Afterlife: A Novel

  • By Julia Alvarez
  • Algonquin Books
  • 272 pp.
  • Reviewed by Heidi Mastrogiovanni
  • April 8, 2020

A grieving widow wants to be left alone, but a missing sister and a surprise houseguest disrupt her solitude and change her forever.

Afterlife: A Novel

When a book is touted as one of the most anticipated of the year, expectations are understandably high. When said book is written by a bestselling author (who last published an adult novel nearly 15 years ago), it’s not surprising that those expectations are elevated even more.

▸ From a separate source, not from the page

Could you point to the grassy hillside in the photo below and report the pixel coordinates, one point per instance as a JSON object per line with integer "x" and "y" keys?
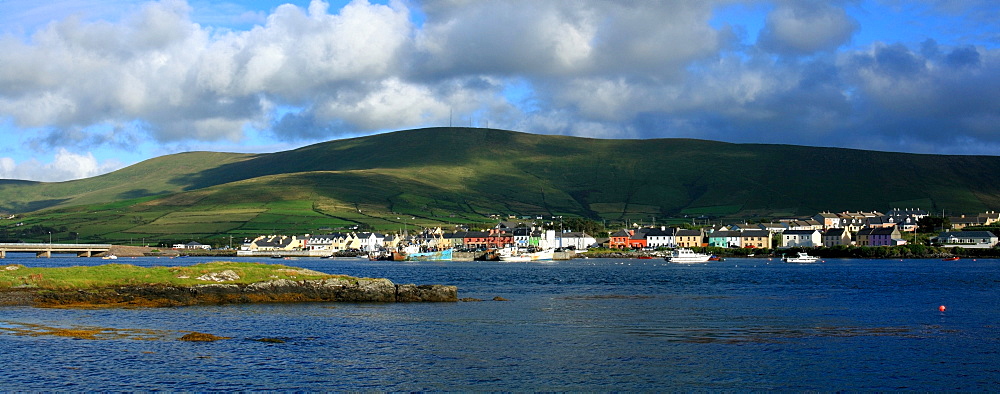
{"x": 447, "y": 176}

But a gold-medal pole vaulter couldn’t clear the highest bar with more grace and assurance than Julia Alvarez does in Afterlife.

Professor Antonia Vega has taught English in a Vermont college for decades. On the evening she’s set to celebrate her retirement, her beloved husband, Sam, suddenly dies. As Antonia copes with this devastating loss, she talks to Sam, feeling his absence with acute agony because she knows he will never answer:

“What she wouldn’t give for his voice coming from the afterlife, assuring her that he’s okay.”

Antonia was born in the Dominican Republic. She came to the United States with her family and ended up teaching Americans about their own language and literary traditions. Words, quotations, and the wisdom of writers and their works run through her mind; they are the ongoing voiceover of her existence. 

Born into a family of four daughters, Antonia needs to go inward to grieve, but her solitary state is interrupted when one of her sisters becomes the cause of grave concern.

This won’t be the only emergency that pulls Antonia away from her healing process: Her cranky neighbor Roger, a man who wants to take back Vermont, nonetheless employs immigrants. One of them, Mario, shows up at Antonia’s house begging her to intercede with Roger to allow his Mexican fiancée into the country.

Alvarez slowly and succinctly unspools Antonia’s thoughts and feelings. Though not in the first-person, the voice of the narration is Antonia’s. She is a tremendously layered protagonist. The reader comes to know her, her relationship with Sam, with her sisters, with her deceased parents, through Alvarez’s lean and lavish prose.

The sisters are to gather in Chicago to celebrate Antonia’s birthday. Somewhere on the way to join them, their troubled sister Izzy disappears. After involving the police and hiring a private investigator, the women disperse and continue the search via different means.

But for Antonia, there’s a twist. When she pops back into her house, she finds there’s someone waiting for her, someone else who needs her help. The pull from all these conflicting situations demands a new type of strength and resolve from Antonia. Will she devote herself to finding her sister, or will she allow her life to take a different, unexpected turn? And when will she find time, through all of this, to help herself?

Through Antonia’s story, Alvarez gives the reader the irresistible opportunity to spend time with big questions. While there may be few or no answers to most of them, Antonia recalls Sam’s core ethic, passed down by his family:

“All he could think of was what his mother would always say when she found herself in a tough situation, drying her hands on her apron, Well, let’s see what love can do.”

In Afterlife, Julia Alvarez shows us what love can do, and it’s a joyous, heartbreaking, unforgettable sight.

Heidi Mastrogiovanni is the author of the comedic novel Lala Pettibone’s Act Two (finalist for the Foreword Reviews Book of the Year Awards) and the sequel, Lala Pettibone: Standing Room Only (Amberjack Publishing). With James Napoli (The Official Dictionary of Sarcasm), she is co-host of the “Movies Not Movies” comedy podcast. A dedicated animal-welfare advocate, Heidi lives in Los Angeles with her musician husband and their rescued senior dogs.